¿En vísperas de un cónclave?

“Sería un error creer que el Espíritu Santo escoge al papa porque hay muchos ejemplos de papas que el Espíritu Santo no habría escogido”: Cardenal Joseph Ratzinger.



Los millones de personas que en los cinco continentes hemos visto las ceremonias de Semana Santa que han tenido lugar en Roma quedamos sorprendidos del evidente deterioro físico que aqueja al papa Francisco.

Esa es la razón por la cual algunos medios insinúan que –ya fuese por fallecimiento o ya fuese por renuncia- habrá que elegir muy pronto a un nuevo papa.

Es entonces cuando muchos se hacen la pregunta: ¿Estamos en vísperas de un cónclave?

Contra lo que algunos pudieran pensar, en esta ocasión no haremos profecías ni conjeturas hablando de las intrigas palaciegas de ciertos monseñores dentro del Vaticano, así como de supuestos crímenes allí cometidos en siglos pasados.

Ni mucho menos haremos futurismo señalando a tal o cual cardenal como seguro sucesor del papa Francisco.

Y es que en este punto pudiéramos llevarnos una sorpresa puesto que si algún reportero atrevido e impertinente le preguntase al papa acerca de quién podría ser su sucesor, nada extraño sería que Francisco respondiese: “Mi sucesor todavía no es cardenal”.

¿Significa esto que quizás el papa convoque pronto a un consistorio para nombrar nuevos cardenales?

Según lo dispuesto por las normas de la Iglesia, para ser elegido papa se requieren dos terceras partes de los cardenales presentes en el cónclave. El número máximo de electores es de 120 y, todos estuviesen presentes, se requerirían 80 votos para elegir al nuevo Sucesor de San Pedro.

En estos momentos, ya son menos de 120 los cardenales con derecho a voto y de aquí a fin de año serán varios los que perderán su derecho, entre ellos el Cardenal don Norberto Rivera, arzobispo emérito de México, quien cumple ochenta años el próximo 6 de junio.

Eso sin contar que, conforme pasa el tiempo, aparte de que los cardenales envejecen y mueren, el escenario puede cambiar en unos cuantos meses.

Asimismo, ocurren sorpresas insospechadas y pudiera darse el caso de que un cardenal que podría haber sido un buen candidato en 2017 ya no lo sea en 2022.

Y es que en la carrera por la sucesión papal las cosas se mueven cada minuto que pasa, lo mismo que ocurre en las relaciones internacionales.

Aunque haya quien opine lo contrario, la realidad es que la elección de un nuevo papa es uno de los acontecimientos que más atraen la atención mundial.
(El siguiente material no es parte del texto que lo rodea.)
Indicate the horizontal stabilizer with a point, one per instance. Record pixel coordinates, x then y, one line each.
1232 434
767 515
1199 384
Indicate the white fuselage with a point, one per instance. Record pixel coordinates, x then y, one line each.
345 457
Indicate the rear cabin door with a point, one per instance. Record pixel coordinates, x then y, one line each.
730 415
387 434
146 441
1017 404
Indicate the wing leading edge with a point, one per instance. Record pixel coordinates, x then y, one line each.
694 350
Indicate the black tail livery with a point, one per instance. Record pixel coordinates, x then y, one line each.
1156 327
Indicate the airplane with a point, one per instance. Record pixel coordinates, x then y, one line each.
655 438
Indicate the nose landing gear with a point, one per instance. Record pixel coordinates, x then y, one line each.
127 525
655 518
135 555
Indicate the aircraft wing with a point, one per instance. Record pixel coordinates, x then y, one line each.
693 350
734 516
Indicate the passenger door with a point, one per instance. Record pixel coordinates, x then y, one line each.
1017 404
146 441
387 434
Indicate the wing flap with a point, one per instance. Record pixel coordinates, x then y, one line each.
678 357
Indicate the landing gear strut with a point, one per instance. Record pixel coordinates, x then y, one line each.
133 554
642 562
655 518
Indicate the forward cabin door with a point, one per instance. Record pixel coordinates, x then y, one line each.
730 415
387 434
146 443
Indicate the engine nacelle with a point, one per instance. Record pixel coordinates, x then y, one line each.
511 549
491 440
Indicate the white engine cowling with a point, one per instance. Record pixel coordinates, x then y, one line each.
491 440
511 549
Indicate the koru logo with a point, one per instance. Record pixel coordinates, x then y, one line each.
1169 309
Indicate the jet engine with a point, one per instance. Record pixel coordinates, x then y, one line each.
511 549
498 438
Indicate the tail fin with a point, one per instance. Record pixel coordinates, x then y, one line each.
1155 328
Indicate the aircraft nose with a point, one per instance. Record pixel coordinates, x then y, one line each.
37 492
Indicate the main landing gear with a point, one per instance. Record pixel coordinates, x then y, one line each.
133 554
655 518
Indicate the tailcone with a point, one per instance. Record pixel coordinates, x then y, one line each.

Y ello es debido a que el papa posee una fuerza moral que va mucho más allá del espacio católico.

Repetimos: Aparte de que varios cardenales llegan este año a la edad límite de ochenta años, pudiera ocurrir que falleciesen algunos de los purpurados con derecho a voto con lo cual, al producirse nuevas vacantes, lo más lógico sería que Francisco convocase en consistorio.
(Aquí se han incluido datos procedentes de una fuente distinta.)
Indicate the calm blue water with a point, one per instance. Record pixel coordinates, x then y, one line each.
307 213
Y al nombrar nuevos cardenales podrían entrar en escena personajes de gran valía, pero que en estos momentos no pueden participar en un cónclave como sería el caso del mexicano José Horacio Gómez, arzobispo de Los Ángeles (California)

Ahora bien, otro punto digno de tomarse en cuenta es el hecho de que, aunque el Espíritu Santo vela por Su Iglesia y asiste al Papa en todo momento para que no caiga en herejía, la realidad es que, dentro de un cónclave al papa no lo elige el Espíritu Santo sino más bien los Eminentísimo Señores Cardenales allí presentes.

Y los Eminentísimos Señores Cardenales allí presentes, aunque estén iluminados por el Espíritu Santo, son hombres con sus pasiones que –movidos por simpatías o antipatías- pueden aceptar o rechazar la inspiración que les llega desde lo Alto.

Hace muchísimos años, allá por 2002, el entonces prefecto para la Doctrina de la Fe, Cardenal Joseph Ratzinger (hoy Papa emérito Benedicto XVI) hizo una declaración sorprendente: “Sería un error creer que el Espíritu Santo escoge al papa porque hay muchos ejemplos de papas que el Espíritu Santo no habría escogido”.

Eso sí –completamos nosotros- ya una vez elegido el nuevo papa (aunque sea indigno) ya el Espíritu Santo se encargará de velar para que no caiga en herejía.

En fin, que, más que decir que estamos en vísperas de un cónclave, lo más acertado sería decir que lo más probable es que estemos en vísperas de un consistorio en el cual el papa Francisco aprovecharía para nombrar nuevos cardenales y, de ese modo, cubrir las vacantes que ya existen.